Grammar. The very word conjures images of schoolroom torture, rule recitation and red marks on book reports. No other subject more perfectly embodies the petty oppression of childhood, professional life and polite society. Being told to “talk right” is a shackle we’ve all wanted to throw off at some point. It's that constricted feeling you’re reminded of when you sit down to do your brand copywriting. Not super fun.
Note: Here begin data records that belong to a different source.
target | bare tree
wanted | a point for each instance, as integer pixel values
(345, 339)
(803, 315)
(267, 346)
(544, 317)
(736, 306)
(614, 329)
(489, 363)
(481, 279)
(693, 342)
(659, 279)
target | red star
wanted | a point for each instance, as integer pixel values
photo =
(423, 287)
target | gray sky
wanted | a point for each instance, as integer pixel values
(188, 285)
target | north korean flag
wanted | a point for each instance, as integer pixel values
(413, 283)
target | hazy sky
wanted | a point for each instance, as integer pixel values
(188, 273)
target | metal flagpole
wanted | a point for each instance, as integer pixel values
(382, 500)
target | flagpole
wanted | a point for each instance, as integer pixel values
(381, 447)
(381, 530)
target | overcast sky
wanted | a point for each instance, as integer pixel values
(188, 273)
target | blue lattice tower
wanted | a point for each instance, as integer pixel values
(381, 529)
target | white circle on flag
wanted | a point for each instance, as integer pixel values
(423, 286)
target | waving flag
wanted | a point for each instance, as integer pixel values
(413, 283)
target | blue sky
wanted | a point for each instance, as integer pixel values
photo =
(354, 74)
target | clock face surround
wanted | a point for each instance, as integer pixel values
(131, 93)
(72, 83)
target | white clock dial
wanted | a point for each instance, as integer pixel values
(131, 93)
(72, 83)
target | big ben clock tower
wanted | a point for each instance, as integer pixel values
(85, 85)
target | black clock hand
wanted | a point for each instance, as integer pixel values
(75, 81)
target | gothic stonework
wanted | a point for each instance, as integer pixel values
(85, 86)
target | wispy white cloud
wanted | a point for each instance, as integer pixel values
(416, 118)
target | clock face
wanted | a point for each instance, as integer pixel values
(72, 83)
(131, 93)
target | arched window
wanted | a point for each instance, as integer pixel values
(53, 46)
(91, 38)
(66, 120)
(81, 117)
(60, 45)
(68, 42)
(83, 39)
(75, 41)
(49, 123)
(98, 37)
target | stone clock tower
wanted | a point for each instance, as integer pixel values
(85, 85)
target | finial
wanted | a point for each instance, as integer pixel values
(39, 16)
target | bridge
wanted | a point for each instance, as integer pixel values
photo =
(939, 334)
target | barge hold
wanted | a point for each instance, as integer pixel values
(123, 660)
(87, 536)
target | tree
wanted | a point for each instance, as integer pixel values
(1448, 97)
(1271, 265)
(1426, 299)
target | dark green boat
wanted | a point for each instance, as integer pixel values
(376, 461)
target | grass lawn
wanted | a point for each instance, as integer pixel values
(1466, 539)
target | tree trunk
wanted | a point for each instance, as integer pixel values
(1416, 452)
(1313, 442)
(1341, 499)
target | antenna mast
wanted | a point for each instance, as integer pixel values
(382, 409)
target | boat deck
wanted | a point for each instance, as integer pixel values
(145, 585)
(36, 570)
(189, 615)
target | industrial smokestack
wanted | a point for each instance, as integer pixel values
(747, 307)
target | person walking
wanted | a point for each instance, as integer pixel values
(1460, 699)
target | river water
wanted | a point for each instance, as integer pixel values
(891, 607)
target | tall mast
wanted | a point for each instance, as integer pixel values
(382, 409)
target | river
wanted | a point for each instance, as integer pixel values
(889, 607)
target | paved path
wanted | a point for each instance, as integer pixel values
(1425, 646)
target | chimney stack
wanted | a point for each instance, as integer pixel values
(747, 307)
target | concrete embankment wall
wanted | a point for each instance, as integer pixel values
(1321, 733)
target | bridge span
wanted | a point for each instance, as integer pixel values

But any good rebel will tell you that rules were meant to be broken. Tom Waits, for instance, would say that deviantism, when done deliberately, systematically, and with purpose, is high art. It is character. It is trademark. It is cool.
Copywriting is no exception. Grammar is a set of conventions that can be bent, broken or shunned altogether. You’re an adult now. You can know the rules and just deadass decide to do things your own way. Innovation in this area is as valid as it is in tech, logistics, design, or any other. The ironic thing is, doing what your teachers told you not to could be the thing that sets your brand apart and leads you to wild success in the business world. You don’t need to ditch school and deal drugs to be bad. You just need to be a little creative with your use of language.
Besides, signature syntax doesn’t need to be super disruptive to be effective. It can be subtle and smart. It’s like meeting a person with a certain something about them that you can’t quite name. You don’t notice it, but you do. Think of Clinique’s periods and Jaden Smith’s title case Twitter feed. (We also really love our client nununu for their no-caps-ever policy—they make clothes for children, so keeping it little makes perfect sense when you see it.) None of these brands seems sloppy or destructive. Quite the opposite. They’re 100% who they are in a tidily distinctive way.
Which is not to say that you can’t go big with it. Take Kendrick Lamar’s recent album, DAMN. Every track on there, like the title, is one word, all caps, with a period at the end. When you call it up on Spotify, before you even listen to one bar, you are already immersed in the brand of the album. You already know that this thing is about making a bold statement. The track list tells you that, just by saying IDGAF to case and punctuation. The key is consistency. If you’re wrong the same way every time, then you’re right.
Hip-hop overall is a deep font of inspiration for using grammar as an arbitrary, ownable element. It’s that explosive combination of highly literary and totally aberrant that makes the art form undeniable. Rappers, some of our finest writers and greatest rebels, are not subjects of the King’s English. They are free to play fast and loose with the rules, to show us fresh ways of saying things that push beyond the boundaries of traditional expression. You can do that too.